Sexual Violence During Partition in Bapsi Sidhwa’s Cracking India and Deepa Mehta’s Earth


  • Nooshin Walji MacEwan University


In this thesis, I will analyze literary and cinematic representations of sexual violence during Partition by comparing Cracking India and Earth. I will discuss both Sidhwa’s and Mehta’s representations of Partition as not just an immediate historical catastrophe but as a lingering cultural presence. However, Sidhwa’s novel focuses on the sociocultural permissibility toward sexual violence that pervaded daily life in Lahore in early 20th century, and which forms the vital backdrop to and explanation for the unthinkable sexual violence that occurred on an extreme scale during Partition. In contrast, Mehta’s film promotes the more widely recognized narrative of Partition, which emphasizes the tragic effects of religious communalism and its attendant nationalism, and which found expression through sexual violence.

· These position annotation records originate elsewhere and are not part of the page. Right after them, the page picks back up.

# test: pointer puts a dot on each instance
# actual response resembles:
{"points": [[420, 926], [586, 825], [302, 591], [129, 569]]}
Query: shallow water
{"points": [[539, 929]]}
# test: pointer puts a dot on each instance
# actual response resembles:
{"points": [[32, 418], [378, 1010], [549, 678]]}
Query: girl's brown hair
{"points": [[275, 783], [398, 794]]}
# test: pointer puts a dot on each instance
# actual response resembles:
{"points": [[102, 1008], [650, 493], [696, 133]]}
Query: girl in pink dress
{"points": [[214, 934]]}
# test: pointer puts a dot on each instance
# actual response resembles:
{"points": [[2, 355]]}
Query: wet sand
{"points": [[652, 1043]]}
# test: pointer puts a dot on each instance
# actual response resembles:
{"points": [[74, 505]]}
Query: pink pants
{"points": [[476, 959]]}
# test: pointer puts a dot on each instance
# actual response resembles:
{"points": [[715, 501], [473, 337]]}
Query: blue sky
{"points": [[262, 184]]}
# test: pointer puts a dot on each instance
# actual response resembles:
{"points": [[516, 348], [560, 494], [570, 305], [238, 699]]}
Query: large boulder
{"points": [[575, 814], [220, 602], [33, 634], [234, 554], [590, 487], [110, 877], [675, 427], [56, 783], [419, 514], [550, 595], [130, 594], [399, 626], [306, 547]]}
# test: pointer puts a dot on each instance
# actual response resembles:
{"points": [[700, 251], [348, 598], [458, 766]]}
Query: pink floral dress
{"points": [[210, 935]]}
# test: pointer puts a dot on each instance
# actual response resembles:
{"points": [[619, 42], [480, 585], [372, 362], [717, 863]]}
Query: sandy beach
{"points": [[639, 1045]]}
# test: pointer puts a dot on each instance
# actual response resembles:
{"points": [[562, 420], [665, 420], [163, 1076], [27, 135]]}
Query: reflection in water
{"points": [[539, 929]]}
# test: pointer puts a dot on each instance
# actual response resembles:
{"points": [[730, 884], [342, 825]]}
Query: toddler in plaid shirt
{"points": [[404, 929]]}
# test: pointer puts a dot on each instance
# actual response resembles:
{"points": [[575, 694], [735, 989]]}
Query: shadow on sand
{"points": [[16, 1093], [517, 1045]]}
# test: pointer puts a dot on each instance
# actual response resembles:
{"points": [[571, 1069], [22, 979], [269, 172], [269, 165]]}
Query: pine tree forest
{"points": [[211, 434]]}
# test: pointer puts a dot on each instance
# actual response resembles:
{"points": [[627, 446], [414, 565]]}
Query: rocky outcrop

In what follows, I will suggest that Mehta provides opportunities for catharsis--similar to Butalia’s “remembering in order to forget”--through symbolic reunification amongst South Asia’s religious communities, imagined through film. Indeed, this move from Anglophone novel to Hindi film posits translation not only as a means of reunification but also as an antidote to the nationalist sentiments that ultimately led to the Partition itself. In contrast, Sidhwa’s novel emphasizes the ongoing sexual violence embedded in South Asian cultural norms, which transcends both religious community and national borders, ultimately resisting the trope of Partition as a dramatic break with daily life, and instead representing the continuing undercurrent of violence against women in South Asia.